Inicialmente cifrados em US$ 165 milhões, o bônus seriam maiores que o calculado, chegando a US$ 218 milhões, informou no sábado o procurador-geral de Connecticut, Richard Blumenthal.

- Vários deles tomaram a iniciativa e eu os aplaudo - disse Cuomo, que está investigando vários bancos e empresas, incluindo a AIG, que receberam recursos de um pacote de ajuda do governo e pagaram bônus vultuosos a seus funcionários.

A investigação de Cuomo pretende determinar se a AIG violou leis do mercado financeiro ao não divulgar informações sobre a premiação de bônus para executivos em 2008, mesmo estando prestes a falir e contando com dinheiro do governo americano para permanecer operante.

Os bônus foram distribuídos entre altos funcionários da divisão da AIG que justamente deixou a empresa à beira do colapso e cujos intrincados negócios com redes de bancos mundiais foram, em parte, o gatilho da crise financeira global.

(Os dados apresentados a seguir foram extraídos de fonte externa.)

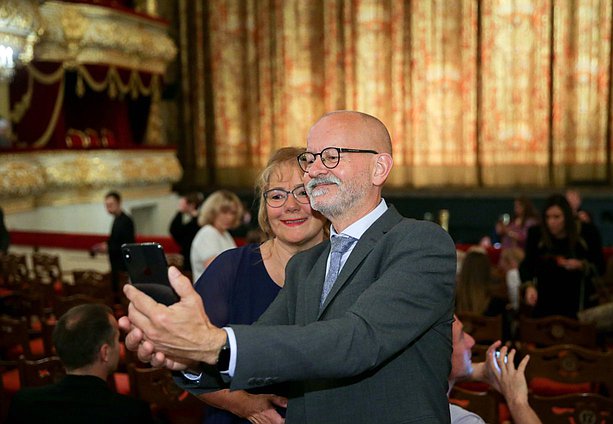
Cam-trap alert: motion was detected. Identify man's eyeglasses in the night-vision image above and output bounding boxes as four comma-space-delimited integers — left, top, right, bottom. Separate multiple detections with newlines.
264, 186, 309, 208
298, 147, 379, 172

Na semana passada, a Câmara de Representantes (deputados) dos Estados Unidos aprovou projeto de lei tributando 90% dos prêmios pagos por empresas, tais como os bônus concedidos aos executivos da seguradora AIG, ajudada pelo Estado com cerca de US$ 170 bilhões.

Respondendo ao incômodo público e político causado pelo pagamento de bônus após a seguradora receber ajuda do governo para continuar operando, a Câmara aprovou o projeto por 328 votos a 93. A lei impõe um imposto de 90% sobre os bônus pagos a executivos cujas rendas excederem US$ 250 mil.

A AIG foi salva da falência com uma injeção de US$ 85 bilhões por parte do governo em setembro pasado, quando Geithner dirigia o FED de Nova York e estaba envolvido na questão. Com o passar dos meses, a ajuda financeira chegou a cerca de US$ 170 bilhões.

O governo americano resgatou a gigante dos seguros por considerar que os vínculos da empresa com uma intrincada rede mundial de bancos provocaria um risco iminente de colapso financeiro não apenas nos Estados Unidos, mas a nível global.